Ezéchiel 37, 1-14 : Les ossements desséchés
Joël 3, 1-5 : L’Esprit vient habiter en tous les hommes

Mis à part le texte d’Ezéchiel, les autres sont différents des prophéties de l’antique vigile.

La suite de la liturgie de la Parole est fixe :
Psaume 104, 1 : Seigneur envoie ton Esprit qui renouvelle la face de la terre !
Romains 8, 22-27 : L’Esprit vient au secours de notre faiblesse
Quant à l’évangile, on a gardé Jean 7, 37-39 : Jésus promet l’Esprit aux croyants

Le Communicantes propre de la prière eucharistique I est celui de l’ancien missel :

Dans la communion de toute l’Église, nous célébrons le jour très saint de la Pentecôte, où l’Esprit Saint s’est manifesté aux Apôtres par d’innombrables langues de feu; et nous voulons nommer en premier lieu la bienheureuse Marie toujours Vierge, Mère de notre Dieu et Seigneur, Jésus Christ ;…

La même formule, adaptée, est aussi reprises dans les autres prières eucharistiques, ainsi la prière III :

C’est pourquoi nous voici rassemblés devant toi et, dans la communion de toute l’Église, nous célébrons le jour très saint de la Pentecôte, où l’Esprit Saint s’est manifesté aux Apôtres par d’innombrables langues de feu. Dieu tout-puissant, nous te supplions de consacrer toi-même les offrandes que nous apportons :…

Il n’y a, logiquement, plus de mention des baptisez dans le Hanc igitur ou son correspondant dans les nouvelles prières.

La prière sur les offrandes et la postcommunion font abondamment référence à l’Esprit :

Nous t’en prions, Seigneur, répands la bénédiction de ton Esprit sur nos offrandes ; que ton Eglise en reçoive cette charité qui fera briller dans le monde la vérité de ton salut.

Et

Seigneur, que cette communion nous soit profitable en nous faisant vivre de la ferveur de l’Esprit Sain dont tu as merveilleusement comblé tes apôtres.

Quant à l’antienne de communion, elle est reprise de l’évangile :

Le dernier jour de la fête, Jésus, debout, criait : “Qu’il vienne à moi et qu’il boive, celui qui a soif”, alléluia.

On peut se demander pourquoi la suite de la phrase “celui qui croit en moi” n’a pas été ajoutée.

Continuité ou rupture ?

La tour de Babel“L’exigence de revoir et d’enrichir les formules du Missel Romain s’est fait sentir. Le premier pas d’une telle réforme a été l’œuvre de Notre Prédécesseur Pie XII, avec la réforme de la Vigile Pascale et du rite de la Semaine Sainte. C’est cette réforme qui a constitué le premier pas de l’adaptation du Missel romain à la mentalité contemporaine” ainsi s’exprime Paul VI dans la Constitution apostolique Missale romanum[15].

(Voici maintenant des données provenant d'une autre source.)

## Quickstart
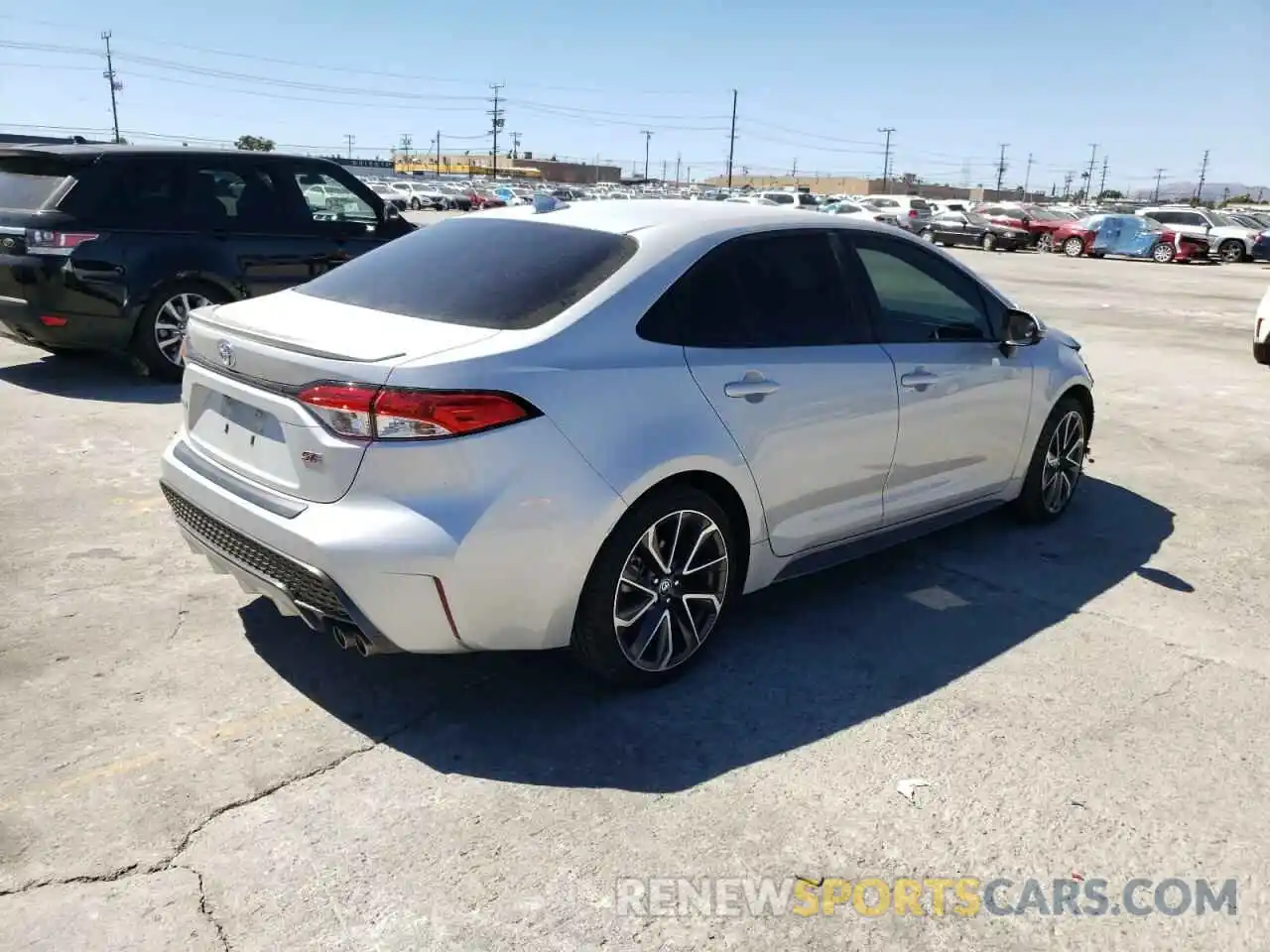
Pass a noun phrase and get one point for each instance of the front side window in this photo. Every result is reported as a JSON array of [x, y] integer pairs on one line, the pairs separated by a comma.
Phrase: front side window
[[919, 296], [776, 290]]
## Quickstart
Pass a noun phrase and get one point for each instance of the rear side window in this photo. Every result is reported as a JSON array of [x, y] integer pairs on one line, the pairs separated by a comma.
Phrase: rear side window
[[28, 181], [507, 275]]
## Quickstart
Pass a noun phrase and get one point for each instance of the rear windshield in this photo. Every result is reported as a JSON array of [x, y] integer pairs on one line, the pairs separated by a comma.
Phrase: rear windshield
[[498, 273], [28, 181]]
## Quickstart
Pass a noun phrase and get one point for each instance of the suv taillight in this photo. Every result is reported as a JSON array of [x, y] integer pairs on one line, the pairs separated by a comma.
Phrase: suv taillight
[[372, 413], [56, 241]]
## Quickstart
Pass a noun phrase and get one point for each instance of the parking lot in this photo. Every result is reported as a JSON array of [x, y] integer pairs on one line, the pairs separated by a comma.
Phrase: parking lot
[[187, 771]]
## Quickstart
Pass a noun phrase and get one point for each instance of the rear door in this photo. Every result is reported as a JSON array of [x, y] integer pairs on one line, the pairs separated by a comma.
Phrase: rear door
[[783, 356], [263, 225]]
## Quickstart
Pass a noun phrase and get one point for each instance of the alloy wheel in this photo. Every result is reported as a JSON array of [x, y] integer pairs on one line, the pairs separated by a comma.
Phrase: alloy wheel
[[171, 324], [671, 590], [1065, 461]]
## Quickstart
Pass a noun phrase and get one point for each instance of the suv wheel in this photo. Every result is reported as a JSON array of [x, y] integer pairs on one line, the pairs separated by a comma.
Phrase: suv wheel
[[162, 325], [657, 589], [1230, 250]]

Nous revenons sans cesse à la même question : Les changements survenus depuis les année 50, puis lors la réforme liturgique, sont-ils en continuité logique et historique avec l’antique rite romano-franc ou marquent-ils une rupture ?

Ici, nous voyons une pratique séculaire supprimée purement et simplement. Cette suppression, comme le dit bien Mgr Gromier, enlève tout le caractère baptismal de ce jour et ne met l’accent que sur la venue de l’Esprit Saint. C’était sans doute le but des membres de la Commission, insister sur le baptême à Pâques, et sur la confirmation à la Pentecôte, à travers le don de l’Esprit Saint.

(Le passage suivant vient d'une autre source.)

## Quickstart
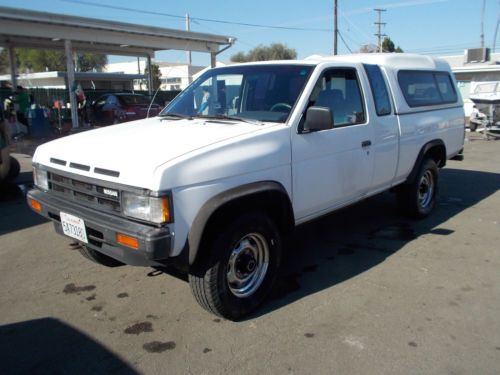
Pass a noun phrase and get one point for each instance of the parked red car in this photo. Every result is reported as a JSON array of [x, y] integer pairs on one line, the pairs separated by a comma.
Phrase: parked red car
[[122, 107]]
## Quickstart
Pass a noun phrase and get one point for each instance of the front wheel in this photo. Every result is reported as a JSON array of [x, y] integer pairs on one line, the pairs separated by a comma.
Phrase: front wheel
[[243, 263], [418, 198]]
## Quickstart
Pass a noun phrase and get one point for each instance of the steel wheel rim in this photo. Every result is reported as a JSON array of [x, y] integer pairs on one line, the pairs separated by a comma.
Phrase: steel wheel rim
[[426, 189], [247, 265]]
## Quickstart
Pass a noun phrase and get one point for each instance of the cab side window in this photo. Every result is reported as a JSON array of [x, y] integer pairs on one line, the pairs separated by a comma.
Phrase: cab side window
[[339, 90]]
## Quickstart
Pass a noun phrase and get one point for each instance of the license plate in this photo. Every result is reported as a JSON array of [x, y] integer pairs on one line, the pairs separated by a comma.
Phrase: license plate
[[73, 227]]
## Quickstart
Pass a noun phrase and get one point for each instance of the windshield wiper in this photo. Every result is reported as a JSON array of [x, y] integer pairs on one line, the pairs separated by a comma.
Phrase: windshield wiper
[[233, 118], [174, 115]]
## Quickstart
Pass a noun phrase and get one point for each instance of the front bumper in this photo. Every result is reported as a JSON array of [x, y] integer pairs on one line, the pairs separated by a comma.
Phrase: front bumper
[[154, 242]]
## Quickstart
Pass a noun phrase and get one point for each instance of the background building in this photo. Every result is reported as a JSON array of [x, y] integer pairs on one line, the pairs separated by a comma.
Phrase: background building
[[174, 76]]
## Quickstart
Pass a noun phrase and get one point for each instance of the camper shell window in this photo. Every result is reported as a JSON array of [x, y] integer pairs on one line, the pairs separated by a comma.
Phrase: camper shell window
[[424, 88]]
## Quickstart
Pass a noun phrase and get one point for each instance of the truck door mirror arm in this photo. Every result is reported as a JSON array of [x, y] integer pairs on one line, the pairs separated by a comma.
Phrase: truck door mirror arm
[[317, 119]]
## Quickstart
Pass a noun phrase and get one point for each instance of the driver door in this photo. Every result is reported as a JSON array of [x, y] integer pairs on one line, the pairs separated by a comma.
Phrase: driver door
[[333, 167]]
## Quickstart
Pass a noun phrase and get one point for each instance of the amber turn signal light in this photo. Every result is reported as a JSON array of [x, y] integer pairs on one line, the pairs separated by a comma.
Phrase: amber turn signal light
[[128, 241], [36, 205]]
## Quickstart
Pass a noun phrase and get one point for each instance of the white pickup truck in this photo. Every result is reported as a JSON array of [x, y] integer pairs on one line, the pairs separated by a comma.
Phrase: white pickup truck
[[242, 156]]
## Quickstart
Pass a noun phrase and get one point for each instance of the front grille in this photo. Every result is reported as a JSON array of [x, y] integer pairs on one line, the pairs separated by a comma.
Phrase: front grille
[[85, 193]]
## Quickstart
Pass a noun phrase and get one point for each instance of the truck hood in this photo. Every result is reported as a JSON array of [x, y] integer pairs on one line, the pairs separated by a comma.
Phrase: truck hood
[[130, 153]]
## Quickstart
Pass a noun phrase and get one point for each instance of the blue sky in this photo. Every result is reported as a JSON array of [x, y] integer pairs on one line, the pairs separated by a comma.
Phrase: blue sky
[[441, 27]]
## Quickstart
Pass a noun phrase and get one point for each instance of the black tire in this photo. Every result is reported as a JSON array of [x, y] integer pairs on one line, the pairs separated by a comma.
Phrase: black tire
[[14, 170], [240, 247], [418, 198], [98, 257]]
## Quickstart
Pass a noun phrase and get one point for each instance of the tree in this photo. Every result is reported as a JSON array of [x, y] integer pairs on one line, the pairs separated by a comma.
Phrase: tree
[[276, 51], [41, 60], [155, 70], [388, 46]]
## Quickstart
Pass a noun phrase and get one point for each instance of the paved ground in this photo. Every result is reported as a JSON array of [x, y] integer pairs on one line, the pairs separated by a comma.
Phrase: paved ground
[[362, 291]]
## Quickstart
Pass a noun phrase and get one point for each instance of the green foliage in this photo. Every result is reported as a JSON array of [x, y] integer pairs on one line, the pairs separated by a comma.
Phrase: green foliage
[[388, 46], [155, 70], [42, 60], [276, 51]]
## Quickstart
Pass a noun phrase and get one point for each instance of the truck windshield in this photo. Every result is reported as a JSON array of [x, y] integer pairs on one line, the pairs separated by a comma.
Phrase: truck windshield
[[248, 92]]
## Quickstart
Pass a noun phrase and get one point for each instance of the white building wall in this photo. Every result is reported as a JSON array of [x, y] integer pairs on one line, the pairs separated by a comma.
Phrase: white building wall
[[173, 76]]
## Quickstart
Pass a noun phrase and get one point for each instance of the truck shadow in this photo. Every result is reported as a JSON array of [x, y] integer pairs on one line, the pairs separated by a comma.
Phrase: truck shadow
[[346, 243], [49, 346]]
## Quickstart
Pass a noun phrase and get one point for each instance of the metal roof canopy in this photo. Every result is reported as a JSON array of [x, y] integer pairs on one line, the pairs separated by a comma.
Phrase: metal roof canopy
[[26, 28]]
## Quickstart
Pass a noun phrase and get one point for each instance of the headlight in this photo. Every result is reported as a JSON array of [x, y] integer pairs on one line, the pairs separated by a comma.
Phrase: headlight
[[40, 178], [155, 210]]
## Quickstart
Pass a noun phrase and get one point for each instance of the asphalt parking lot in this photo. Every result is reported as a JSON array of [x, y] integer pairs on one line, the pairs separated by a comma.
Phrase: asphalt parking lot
[[362, 290]]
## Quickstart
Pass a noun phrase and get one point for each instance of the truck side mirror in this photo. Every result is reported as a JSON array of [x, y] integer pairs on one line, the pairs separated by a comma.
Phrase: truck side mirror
[[318, 118]]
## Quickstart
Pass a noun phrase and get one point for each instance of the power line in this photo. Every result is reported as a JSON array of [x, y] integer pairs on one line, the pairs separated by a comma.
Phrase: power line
[[155, 13]]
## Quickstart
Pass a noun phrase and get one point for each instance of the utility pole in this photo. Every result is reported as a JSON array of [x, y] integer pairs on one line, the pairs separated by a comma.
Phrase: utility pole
[[188, 53], [335, 27], [482, 24], [379, 25]]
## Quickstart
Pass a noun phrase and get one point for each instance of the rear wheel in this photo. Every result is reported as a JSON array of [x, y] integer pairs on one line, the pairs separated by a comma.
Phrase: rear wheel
[[418, 198], [98, 257], [244, 259]]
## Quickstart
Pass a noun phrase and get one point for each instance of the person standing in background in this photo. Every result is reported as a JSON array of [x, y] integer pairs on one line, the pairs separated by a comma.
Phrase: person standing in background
[[23, 103]]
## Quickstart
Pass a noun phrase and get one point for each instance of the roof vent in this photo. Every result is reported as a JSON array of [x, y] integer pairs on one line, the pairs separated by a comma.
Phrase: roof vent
[[475, 55]]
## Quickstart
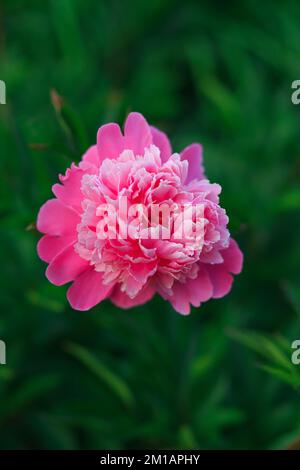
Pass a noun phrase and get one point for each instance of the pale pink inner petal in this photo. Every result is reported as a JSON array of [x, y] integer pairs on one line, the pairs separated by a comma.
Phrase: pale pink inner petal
[[193, 154]]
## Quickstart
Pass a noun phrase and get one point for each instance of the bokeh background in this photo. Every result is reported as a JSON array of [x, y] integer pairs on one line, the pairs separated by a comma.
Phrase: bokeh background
[[221, 378]]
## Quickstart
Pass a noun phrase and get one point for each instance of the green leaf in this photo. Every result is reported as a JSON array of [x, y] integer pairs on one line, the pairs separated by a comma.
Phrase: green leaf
[[94, 365]]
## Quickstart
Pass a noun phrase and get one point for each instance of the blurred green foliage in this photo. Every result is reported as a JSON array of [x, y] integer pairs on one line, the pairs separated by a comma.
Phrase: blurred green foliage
[[149, 378]]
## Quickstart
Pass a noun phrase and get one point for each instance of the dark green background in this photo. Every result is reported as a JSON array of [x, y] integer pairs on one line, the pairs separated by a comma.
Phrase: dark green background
[[215, 72]]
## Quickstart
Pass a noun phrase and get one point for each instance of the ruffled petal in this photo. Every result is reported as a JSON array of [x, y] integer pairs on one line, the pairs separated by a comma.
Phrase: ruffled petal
[[91, 156], [220, 279], [161, 141], [193, 154], [110, 141], [69, 192], [121, 300], [137, 133], [88, 290]]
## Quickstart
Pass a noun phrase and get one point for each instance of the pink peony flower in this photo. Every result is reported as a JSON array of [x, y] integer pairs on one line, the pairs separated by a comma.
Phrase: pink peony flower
[[140, 167]]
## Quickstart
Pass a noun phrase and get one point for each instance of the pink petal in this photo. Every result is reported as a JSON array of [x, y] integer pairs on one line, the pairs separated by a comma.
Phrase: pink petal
[[110, 142], [179, 300], [88, 290], [121, 300], [193, 154], [233, 258], [91, 156], [66, 266], [200, 289], [51, 245], [161, 141], [220, 279], [69, 192], [56, 219], [137, 133]]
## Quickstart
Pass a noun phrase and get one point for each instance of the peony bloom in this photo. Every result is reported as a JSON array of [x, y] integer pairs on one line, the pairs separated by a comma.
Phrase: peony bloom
[[129, 270]]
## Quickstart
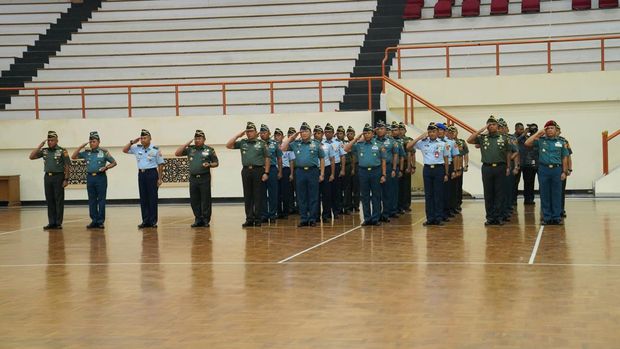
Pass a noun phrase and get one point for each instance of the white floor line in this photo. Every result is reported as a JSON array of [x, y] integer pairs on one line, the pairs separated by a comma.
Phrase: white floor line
[[317, 245], [333, 263], [38, 227], [535, 250]]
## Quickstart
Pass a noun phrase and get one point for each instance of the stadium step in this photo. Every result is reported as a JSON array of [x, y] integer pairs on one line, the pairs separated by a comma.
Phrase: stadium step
[[48, 44], [384, 31]]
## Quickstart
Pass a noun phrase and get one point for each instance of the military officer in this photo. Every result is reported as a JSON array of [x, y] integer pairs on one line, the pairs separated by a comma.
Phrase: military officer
[[391, 161], [404, 186], [464, 161], [284, 182], [436, 172], [309, 172], [256, 162], [552, 169], [449, 192], [150, 171], [98, 162], [371, 170], [351, 180], [494, 148], [202, 159], [270, 204], [56, 166], [339, 169], [325, 191]]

Cependant, on conserve la messe sans l’aménager, alors qu’elle contient des élément qui rappellent la veillée. C’est à tout le moins une incohérence. La “restauration” des années 50, ici, n’a rien restauré du tout. Elle s’est contentée de tailler à la hache sans peaufiner le travail, en fonction de critères flous. Point n’est besoin d’une grand érudition pour se rendre compte que cette réforme fut accomplie dans la hâte et pour découvrir en elles de nombreuses incohérences.

Quant au formulaire de 1969, il s’agit, malgré les deux reprises mentionnées, d’une création nouvelle. Actuellement, la plupart des diocèses organisent une “veillée de Pentecôte”, parfois avec la messe de la veille, souvent avec le sacrement de Confirmation, mais où l’on doit faire une large place à la “création” et à la “créativité” faute de lignes directrices suffisantes fournies par le Missel.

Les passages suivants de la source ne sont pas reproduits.